Histogram Bin Size

August 17, 2025

An introduction to frequency distributions, histograms, and how to choose an appropriate bin width for visualization.

HistogramData VisualizationBeginner

What is a Frequency Distribution?

When analyzing data, we often want to know how frequently each value (or range of values) appears.
A frequency distribution table organizes data into intervals (called classes or bins) and counts how many data points fall into each.

Steps to create one:

Check the range of the data
Divide the range into several intervals (bins)
Count how many observations fall into each interval

Example: Suppose we have test scores ranging from 0 to 100. If we use intervals of 10 points each:

0–10 points: 2 students
10–20 points: 5 students
20–30 points: 8 students
… and so on.

What is a Histogram?

A histogram is the graphical representation of a frequency distribution.
On the horizontal axis, we place the intervals (bins), and on the vertical axis, the frequencies.

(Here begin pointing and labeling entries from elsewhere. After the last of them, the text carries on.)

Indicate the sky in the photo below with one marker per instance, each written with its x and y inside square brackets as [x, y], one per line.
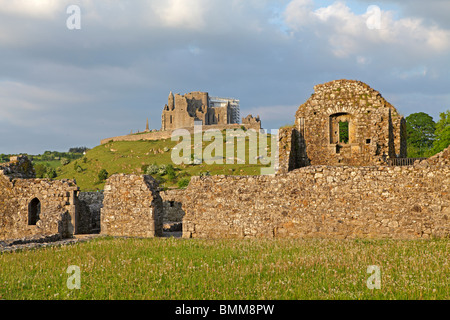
[70, 78]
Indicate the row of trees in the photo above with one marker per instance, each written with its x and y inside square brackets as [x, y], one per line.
[426, 137]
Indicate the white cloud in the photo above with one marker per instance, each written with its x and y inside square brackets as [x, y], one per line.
[348, 33]
[181, 13]
[42, 9]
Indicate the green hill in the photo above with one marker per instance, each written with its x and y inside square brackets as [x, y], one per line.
[135, 157]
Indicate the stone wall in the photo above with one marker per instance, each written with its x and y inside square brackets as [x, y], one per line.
[132, 206]
[292, 150]
[172, 206]
[376, 130]
[323, 201]
[91, 203]
[30, 207]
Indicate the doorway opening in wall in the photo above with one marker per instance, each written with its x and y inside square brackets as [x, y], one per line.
[343, 132]
[34, 211]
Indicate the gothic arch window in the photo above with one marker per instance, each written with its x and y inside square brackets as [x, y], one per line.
[34, 210]
[342, 128]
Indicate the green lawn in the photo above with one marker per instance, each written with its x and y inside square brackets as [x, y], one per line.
[171, 268]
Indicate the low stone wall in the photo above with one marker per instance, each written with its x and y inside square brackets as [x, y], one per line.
[323, 201]
[91, 203]
[172, 206]
[132, 207]
[55, 207]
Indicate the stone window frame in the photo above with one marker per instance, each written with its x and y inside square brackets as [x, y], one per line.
[34, 211]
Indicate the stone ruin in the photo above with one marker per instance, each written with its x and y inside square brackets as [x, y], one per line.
[346, 122]
[333, 181]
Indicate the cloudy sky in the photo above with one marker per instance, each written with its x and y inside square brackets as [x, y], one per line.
[62, 87]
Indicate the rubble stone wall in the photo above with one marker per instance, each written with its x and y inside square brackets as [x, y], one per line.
[375, 129]
[324, 201]
[132, 207]
[172, 205]
[53, 203]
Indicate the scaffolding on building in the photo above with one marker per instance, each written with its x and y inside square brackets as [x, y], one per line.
[216, 102]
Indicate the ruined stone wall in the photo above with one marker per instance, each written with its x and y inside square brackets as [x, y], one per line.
[376, 130]
[56, 201]
[292, 153]
[323, 201]
[172, 206]
[90, 204]
[132, 206]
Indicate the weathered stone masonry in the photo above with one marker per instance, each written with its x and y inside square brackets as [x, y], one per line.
[323, 201]
[30, 207]
[132, 206]
[376, 130]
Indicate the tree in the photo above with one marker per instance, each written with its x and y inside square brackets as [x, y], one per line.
[420, 129]
[442, 132]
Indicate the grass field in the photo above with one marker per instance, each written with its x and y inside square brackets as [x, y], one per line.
[129, 156]
[168, 268]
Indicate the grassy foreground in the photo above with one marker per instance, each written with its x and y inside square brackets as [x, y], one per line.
[229, 269]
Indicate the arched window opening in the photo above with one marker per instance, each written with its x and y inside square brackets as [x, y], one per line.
[34, 210]
[343, 131]
[342, 128]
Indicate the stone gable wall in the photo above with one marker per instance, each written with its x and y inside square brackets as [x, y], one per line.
[376, 129]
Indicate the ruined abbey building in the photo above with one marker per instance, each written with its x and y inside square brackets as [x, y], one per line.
[346, 122]
[335, 178]
[182, 110]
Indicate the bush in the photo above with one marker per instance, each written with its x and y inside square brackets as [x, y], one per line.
[162, 170]
[102, 175]
[51, 173]
[152, 169]
[171, 172]
[183, 183]
[40, 170]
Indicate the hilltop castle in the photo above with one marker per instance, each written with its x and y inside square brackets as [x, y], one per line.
[183, 110]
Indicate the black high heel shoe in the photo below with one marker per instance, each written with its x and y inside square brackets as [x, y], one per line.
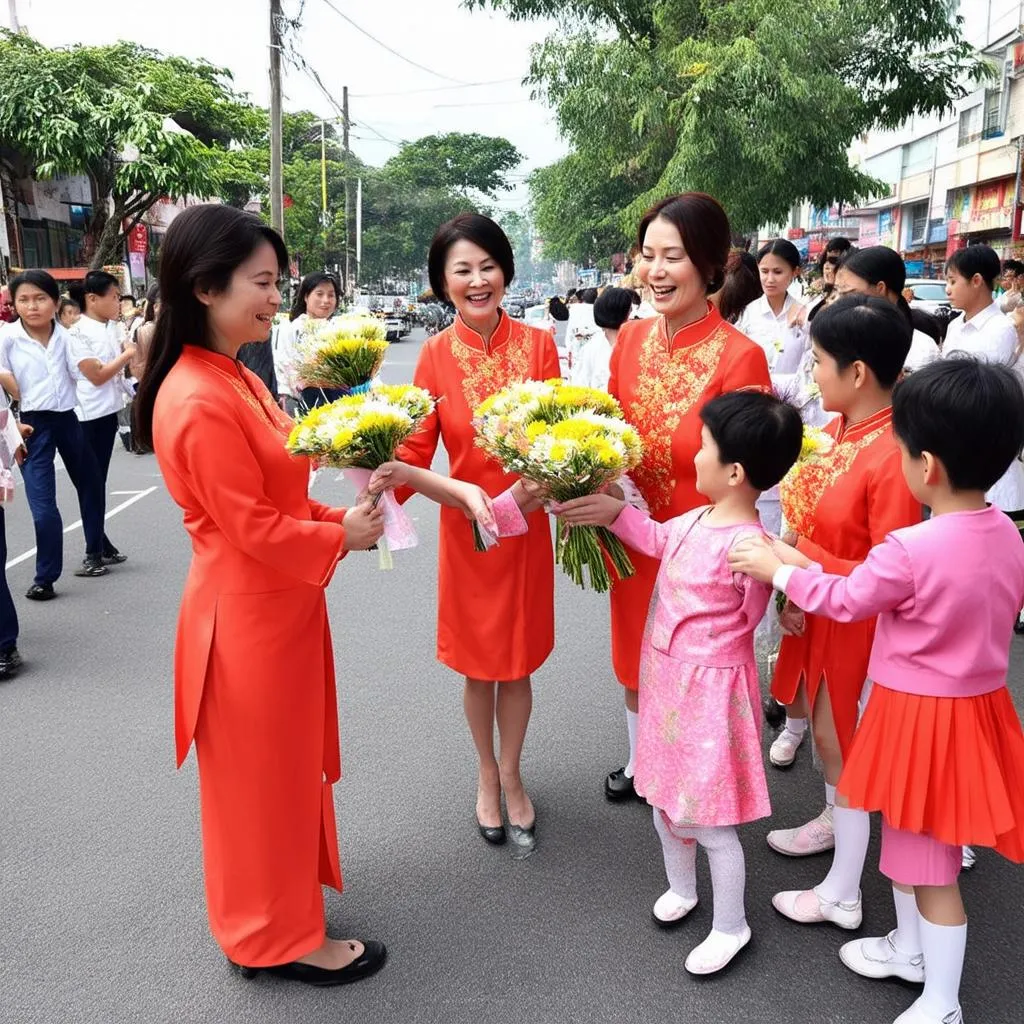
[374, 955]
[495, 835]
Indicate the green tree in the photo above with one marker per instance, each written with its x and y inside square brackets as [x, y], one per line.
[755, 101]
[138, 124]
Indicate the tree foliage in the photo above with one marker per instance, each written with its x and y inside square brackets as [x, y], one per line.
[755, 101]
[138, 124]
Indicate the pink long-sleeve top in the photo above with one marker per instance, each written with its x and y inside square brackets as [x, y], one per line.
[705, 613]
[946, 593]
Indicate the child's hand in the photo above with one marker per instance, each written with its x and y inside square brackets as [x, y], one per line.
[790, 555]
[755, 557]
[792, 621]
[594, 510]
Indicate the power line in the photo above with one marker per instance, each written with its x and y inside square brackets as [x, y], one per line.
[433, 88]
[394, 52]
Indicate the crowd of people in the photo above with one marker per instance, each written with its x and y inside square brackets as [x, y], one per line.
[897, 571]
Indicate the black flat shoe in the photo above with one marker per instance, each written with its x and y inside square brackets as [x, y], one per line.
[492, 834]
[619, 786]
[92, 566]
[374, 955]
[523, 840]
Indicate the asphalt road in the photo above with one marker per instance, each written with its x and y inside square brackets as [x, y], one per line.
[101, 910]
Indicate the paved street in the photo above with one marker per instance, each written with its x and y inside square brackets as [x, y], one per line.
[101, 911]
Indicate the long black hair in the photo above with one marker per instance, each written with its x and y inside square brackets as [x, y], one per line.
[881, 264]
[203, 248]
[309, 284]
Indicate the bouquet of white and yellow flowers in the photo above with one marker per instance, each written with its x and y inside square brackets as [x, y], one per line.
[572, 441]
[360, 432]
[346, 352]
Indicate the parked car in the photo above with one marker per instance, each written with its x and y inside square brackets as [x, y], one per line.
[930, 295]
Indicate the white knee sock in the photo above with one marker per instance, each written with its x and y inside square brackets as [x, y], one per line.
[943, 946]
[631, 724]
[853, 829]
[728, 877]
[906, 938]
[680, 859]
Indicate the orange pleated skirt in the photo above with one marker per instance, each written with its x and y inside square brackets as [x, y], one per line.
[951, 768]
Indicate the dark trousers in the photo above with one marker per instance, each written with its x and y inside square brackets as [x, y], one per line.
[8, 614]
[99, 435]
[52, 433]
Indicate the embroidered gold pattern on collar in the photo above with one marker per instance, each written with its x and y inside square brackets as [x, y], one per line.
[804, 487]
[482, 373]
[669, 385]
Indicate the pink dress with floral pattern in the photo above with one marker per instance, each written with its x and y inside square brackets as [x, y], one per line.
[698, 740]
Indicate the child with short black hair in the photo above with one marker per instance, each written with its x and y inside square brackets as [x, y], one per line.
[698, 744]
[939, 751]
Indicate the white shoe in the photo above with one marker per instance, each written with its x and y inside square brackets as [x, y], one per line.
[783, 751]
[879, 957]
[805, 906]
[717, 951]
[918, 1015]
[671, 908]
[818, 836]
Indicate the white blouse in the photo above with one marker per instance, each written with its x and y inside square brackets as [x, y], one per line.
[783, 345]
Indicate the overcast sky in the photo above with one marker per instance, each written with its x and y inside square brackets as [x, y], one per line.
[452, 43]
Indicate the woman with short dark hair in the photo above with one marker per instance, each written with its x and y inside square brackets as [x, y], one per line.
[495, 610]
[664, 370]
[253, 664]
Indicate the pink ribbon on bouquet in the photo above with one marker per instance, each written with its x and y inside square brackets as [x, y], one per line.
[398, 530]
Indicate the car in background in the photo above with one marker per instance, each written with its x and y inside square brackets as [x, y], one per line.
[930, 295]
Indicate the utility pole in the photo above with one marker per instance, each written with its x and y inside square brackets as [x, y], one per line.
[348, 196]
[276, 180]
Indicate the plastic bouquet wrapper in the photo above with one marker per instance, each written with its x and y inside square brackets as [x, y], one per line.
[345, 352]
[360, 432]
[573, 441]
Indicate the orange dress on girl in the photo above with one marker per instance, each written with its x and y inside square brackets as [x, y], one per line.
[841, 503]
[253, 666]
[496, 614]
[662, 385]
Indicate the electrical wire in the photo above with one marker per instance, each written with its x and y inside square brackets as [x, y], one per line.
[434, 88]
[391, 50]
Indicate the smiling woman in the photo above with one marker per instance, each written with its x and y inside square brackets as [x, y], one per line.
[254, 671]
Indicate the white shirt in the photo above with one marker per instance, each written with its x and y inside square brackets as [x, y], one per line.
[990, 335]
[782, 344]
[923, 350]
[45, 374]
[592, 366]
[98, 341]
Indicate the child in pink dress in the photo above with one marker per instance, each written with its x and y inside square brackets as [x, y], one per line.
[939, 751]
[698, 744]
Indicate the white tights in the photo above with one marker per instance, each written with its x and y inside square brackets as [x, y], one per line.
[725, 857]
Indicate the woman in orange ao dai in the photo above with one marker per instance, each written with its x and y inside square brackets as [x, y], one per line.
[495, 609]
[664, 370]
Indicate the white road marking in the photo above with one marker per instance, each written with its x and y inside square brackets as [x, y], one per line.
[137, 496]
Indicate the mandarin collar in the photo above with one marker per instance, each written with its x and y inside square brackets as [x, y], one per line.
[473, 339]
[692, 333]
[856, 430]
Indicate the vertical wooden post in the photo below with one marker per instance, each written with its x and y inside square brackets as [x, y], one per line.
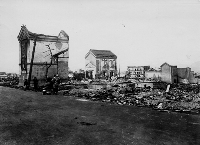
[31, 65]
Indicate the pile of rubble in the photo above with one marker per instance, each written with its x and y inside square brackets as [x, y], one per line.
[181, 99]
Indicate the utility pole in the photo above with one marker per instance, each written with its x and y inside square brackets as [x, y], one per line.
[31, 65]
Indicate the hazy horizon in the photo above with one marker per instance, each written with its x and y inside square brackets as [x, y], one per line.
[139, 32]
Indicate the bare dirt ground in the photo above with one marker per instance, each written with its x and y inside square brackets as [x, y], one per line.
[30, 118]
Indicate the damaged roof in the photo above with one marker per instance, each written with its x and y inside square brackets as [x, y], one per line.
[103, 54]
[26, 34]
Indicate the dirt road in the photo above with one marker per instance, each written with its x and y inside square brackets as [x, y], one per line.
[29, 118]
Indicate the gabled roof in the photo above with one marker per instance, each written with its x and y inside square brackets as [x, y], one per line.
[103, 54]
[168, 65]
[26, 34]
[152, 69]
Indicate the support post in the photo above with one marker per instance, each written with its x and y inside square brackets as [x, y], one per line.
[31, 65]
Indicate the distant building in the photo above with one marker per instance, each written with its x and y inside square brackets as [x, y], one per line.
[152, 74]
[137, 71]
[185, 75]
[3, 75]
[50, 56]
[100, 63]
[169, 73]
[172, 74]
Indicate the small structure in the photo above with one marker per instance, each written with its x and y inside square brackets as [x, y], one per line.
[185, 75]
[153, 74]
[137, 71]
[172, 74]
[42, 55]
[3, 75]
[169, 73]
[100, 63]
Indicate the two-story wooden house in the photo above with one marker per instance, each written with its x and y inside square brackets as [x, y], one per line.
[100, 64]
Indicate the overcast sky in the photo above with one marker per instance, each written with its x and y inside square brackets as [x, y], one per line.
[139, 32]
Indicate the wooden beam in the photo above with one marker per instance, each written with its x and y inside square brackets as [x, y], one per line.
[31, 65]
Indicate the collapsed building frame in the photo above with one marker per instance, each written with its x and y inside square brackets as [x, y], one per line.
[42, 55]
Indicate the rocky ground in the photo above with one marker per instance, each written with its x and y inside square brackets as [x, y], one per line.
[30, 118]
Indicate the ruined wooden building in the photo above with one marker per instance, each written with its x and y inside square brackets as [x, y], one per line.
[42, 55]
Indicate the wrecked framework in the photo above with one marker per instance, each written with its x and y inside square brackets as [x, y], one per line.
[180, 98]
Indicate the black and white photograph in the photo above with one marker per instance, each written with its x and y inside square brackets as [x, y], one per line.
[99, 72]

Unlike a bar chart (which is used for categorical data), histograms show continuous intervals, so the bars touch each other with no gaps.

Why Bin Size Matters

When drawing a histogram, we must decide the bin width (the size of each interval).
This choice dramatically affects how the distribution looks.

1. If the bin width is too large

The histogram looks overly smooth and hides important features.
Example: Grouping 0–100 into one bin shows only the overall count, but no distribution shape.

2. If the bin width is too small

The histogram looks too jagged.
Random noise in the data may overshadow the overall pattern.

Rules for Choosing Bin Width

There are several guidelines in statistics to help choose bin width.

Sturges’ Rule

For $n$ data points, the recommended number of bins $k$ is:

k = 1 + \log_2(n)

Step-by-step (example with $n=100$ ):

Compute $\log_2(100)\approx 6.64$
Add 1: $k \approx 7.64$
Round to a convenient integer: about 8 bins

If the data range is $R = \max(x)-\min(x)$ , a corresponding bin width is:

h = \frac{R}{k}

Freedman–Diaconis Rule

This rule sets the bin width $h$ as:

h = \frac{2 \cdot IQR}{n^{1/3}}

where $IQR = Q_3 - Q_1$ is the interquartile range.

Step-by-step:

Find $Q_1$ (25th percentile) and $Q_3$ (75th percentile)
Compute $IQR = Q_3 - Q_1$
Compute $n^{1/3}$ (the cube root of sample size)
Plug into the formula to get $h$
Optionally, compute $k \approx R/h$

This method is robust to outliers and works well for skewed data.

Practical Advice

Start with Sturges’ rule as a quick guess
Check whether the histogram reveals the main shape without being too noisy
Adjust as needed (slightly larger or smaller $h$ )
Prefer Freedman–Diaconis when there are outliers or heavy skew

The goal is not to blindly follow formulas, but to choose bins that best reveal the structure of the data.

Interactive Demo

Use the tool below to experiment with bin widths and see how the shape of the histogram changes:

Interactive Histogram: Effect of Bin Size

Data Distribution Type:

Number of Bins: 10

350

Current Bins

Sturges' Rule

-Infinity

1 + log₂(n)

Freedman-Diaconis

2×IQR/n^(1/3)

What to Look For:

Too Few Bins:

Histogram looks overly smooth, important features are hidden

Too Many Bins:

Histogram looks jagged, noise overshadows the pattern

Just Right:

Clear shape visible without excessive noise - try the recommended values!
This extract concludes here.